El acuerdo comenzará a aplicarse de manera provisional el 15 de julio, y tendrá como consecuencia la desaparición de los controles fronterizos. A partir de esa fecha, esos controles de pasaporte dejarán de hacerse en la propia verja y se trasladarán al aeropuerto del Peñón, donde agentes de la Policía Nacional española asumirán las funciones de control Schengen. 

El desmantelamiento de la verja, que ya está en marcha, ha sido convertido por el Ejecutivo español en un hito de la legislatura en política exterior. Mientras tanto, la oposición sostiene que Sánchez ha desaprovechado la ventana abierta por el brexit para reforzar las aspiraciones españolas sobre la soberanía del Peñón, y cuestiona tanto el reparto de competencias en materia fronteriza como el impacto económico que el nuevo modelo tendrá para el Campo de Gibraltar. 

Ahora, con esta nueva etapa en las relaciones entre España y el Reino Unido, estos mapas ofrecen una guía para entender de dónde viene la disputa y qué implicaciones y debates surgen de la nueva fase del Peñón.   

Una verja con más de un siglo de historia

La verja de Gibraltar no es la frontera con España. En realidad, la frontera se fijó en el Tratado de Utrecht en 1713, cuando España cedió a la Corona británica la ciudad, el castillo y el puerto de Gibraltar, pero no el istmo que los une hoy con España ni las aguas que los rodean. Para España, todo lo que Gibraltar ha ganado desde entonces —el aeropuerto, construido sobre el istmo neutral; los terrenos ganados al mar en la bahía…— es territorio ocupado fuera de lo pactado hace más de tres siglos.

Mapa de la expansión de Gibraltar

La separación física, en cambio, es mucho más reciente: se instaló en 1909, y desde entonces su cierre y su reapertura han marcado los grandes episodios de la relación bilateral.
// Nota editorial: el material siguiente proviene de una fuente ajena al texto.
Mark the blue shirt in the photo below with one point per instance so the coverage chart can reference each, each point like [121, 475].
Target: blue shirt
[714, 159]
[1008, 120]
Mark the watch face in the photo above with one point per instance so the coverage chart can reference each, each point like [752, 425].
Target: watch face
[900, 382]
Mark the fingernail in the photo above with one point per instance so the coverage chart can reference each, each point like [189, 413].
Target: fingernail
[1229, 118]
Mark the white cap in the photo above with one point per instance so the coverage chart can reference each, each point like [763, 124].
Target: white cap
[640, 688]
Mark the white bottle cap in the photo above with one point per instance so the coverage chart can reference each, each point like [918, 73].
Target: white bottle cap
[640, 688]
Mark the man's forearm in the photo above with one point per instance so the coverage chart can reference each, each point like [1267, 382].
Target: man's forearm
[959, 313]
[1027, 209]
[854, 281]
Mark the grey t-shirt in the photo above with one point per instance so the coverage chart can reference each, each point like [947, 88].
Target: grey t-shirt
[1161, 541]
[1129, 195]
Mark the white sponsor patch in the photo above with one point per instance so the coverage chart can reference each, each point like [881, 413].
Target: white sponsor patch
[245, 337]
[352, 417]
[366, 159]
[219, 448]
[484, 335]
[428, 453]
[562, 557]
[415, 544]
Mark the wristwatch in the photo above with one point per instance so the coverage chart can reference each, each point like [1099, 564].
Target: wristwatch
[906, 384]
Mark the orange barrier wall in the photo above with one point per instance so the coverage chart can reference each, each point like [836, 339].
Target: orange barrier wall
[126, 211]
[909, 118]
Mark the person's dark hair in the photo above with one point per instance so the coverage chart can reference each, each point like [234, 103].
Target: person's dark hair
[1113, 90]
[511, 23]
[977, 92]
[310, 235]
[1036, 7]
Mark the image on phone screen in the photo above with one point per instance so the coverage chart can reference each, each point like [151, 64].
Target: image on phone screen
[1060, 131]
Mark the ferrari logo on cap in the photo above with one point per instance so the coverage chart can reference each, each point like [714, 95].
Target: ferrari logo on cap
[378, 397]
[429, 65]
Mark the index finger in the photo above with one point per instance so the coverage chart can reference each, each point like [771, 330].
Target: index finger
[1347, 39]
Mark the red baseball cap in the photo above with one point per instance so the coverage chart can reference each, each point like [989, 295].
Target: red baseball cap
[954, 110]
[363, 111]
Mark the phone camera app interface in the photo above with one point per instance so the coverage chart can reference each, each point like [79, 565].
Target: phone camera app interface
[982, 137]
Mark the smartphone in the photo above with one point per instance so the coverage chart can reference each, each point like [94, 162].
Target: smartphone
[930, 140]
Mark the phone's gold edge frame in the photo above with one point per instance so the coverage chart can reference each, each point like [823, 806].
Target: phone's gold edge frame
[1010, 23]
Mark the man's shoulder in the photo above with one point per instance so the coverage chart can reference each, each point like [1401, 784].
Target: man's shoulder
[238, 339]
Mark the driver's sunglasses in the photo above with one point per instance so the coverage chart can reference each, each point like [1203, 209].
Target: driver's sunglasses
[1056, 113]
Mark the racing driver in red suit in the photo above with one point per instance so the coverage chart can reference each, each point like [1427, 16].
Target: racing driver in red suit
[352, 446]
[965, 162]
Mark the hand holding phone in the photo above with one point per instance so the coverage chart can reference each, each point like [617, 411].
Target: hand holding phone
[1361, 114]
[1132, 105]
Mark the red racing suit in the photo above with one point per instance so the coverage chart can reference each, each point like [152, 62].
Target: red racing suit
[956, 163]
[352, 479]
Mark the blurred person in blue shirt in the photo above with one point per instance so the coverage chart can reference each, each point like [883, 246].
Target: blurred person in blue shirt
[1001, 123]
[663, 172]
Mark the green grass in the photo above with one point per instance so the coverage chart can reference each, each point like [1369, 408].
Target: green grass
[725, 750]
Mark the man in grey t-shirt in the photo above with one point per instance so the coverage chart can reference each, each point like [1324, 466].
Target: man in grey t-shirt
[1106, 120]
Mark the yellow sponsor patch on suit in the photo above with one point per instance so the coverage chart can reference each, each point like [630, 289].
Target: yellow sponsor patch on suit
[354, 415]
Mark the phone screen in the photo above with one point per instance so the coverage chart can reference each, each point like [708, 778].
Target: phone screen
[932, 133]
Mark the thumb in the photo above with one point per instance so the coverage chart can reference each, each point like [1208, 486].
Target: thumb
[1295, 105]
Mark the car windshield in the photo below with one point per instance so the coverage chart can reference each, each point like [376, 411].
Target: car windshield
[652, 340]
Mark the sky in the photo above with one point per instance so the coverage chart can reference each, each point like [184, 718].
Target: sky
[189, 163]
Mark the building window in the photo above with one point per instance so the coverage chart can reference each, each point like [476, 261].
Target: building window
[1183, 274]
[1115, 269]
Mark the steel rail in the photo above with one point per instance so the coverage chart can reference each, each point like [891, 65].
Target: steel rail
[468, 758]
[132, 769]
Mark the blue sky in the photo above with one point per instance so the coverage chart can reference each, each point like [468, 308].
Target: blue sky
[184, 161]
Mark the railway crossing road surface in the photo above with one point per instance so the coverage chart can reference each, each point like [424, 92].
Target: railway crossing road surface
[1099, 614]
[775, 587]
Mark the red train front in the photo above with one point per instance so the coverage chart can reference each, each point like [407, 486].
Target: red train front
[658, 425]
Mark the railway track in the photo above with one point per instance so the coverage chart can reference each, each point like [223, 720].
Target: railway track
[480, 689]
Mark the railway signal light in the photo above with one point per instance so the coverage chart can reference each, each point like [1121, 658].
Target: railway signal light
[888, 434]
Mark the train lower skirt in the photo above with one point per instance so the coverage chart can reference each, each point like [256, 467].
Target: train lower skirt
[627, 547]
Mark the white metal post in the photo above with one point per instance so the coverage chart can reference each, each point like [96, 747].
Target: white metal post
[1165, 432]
El episodio más traumático fue el bloqueo durante el franquismo. En 1967, Londres convocó en Gibraltar un referéndum de soberanía en el que más del 99% de sus habitantes votó seguir siendo británicos. El dictador Francisco Franco lo interpretó como una provocación y, tras la entrada en vigor de la Constitución de Gibraltar de 1969 —la norma que ordenaba el autogobierno del territorio—, decretó el 8 de junio de ese año el cierre total de la verja. Se cortaron las comunicaciones telefónicas, el suministro de agua, el transbordador con Algeciras y cualquier tránsito de personas o mercancías. 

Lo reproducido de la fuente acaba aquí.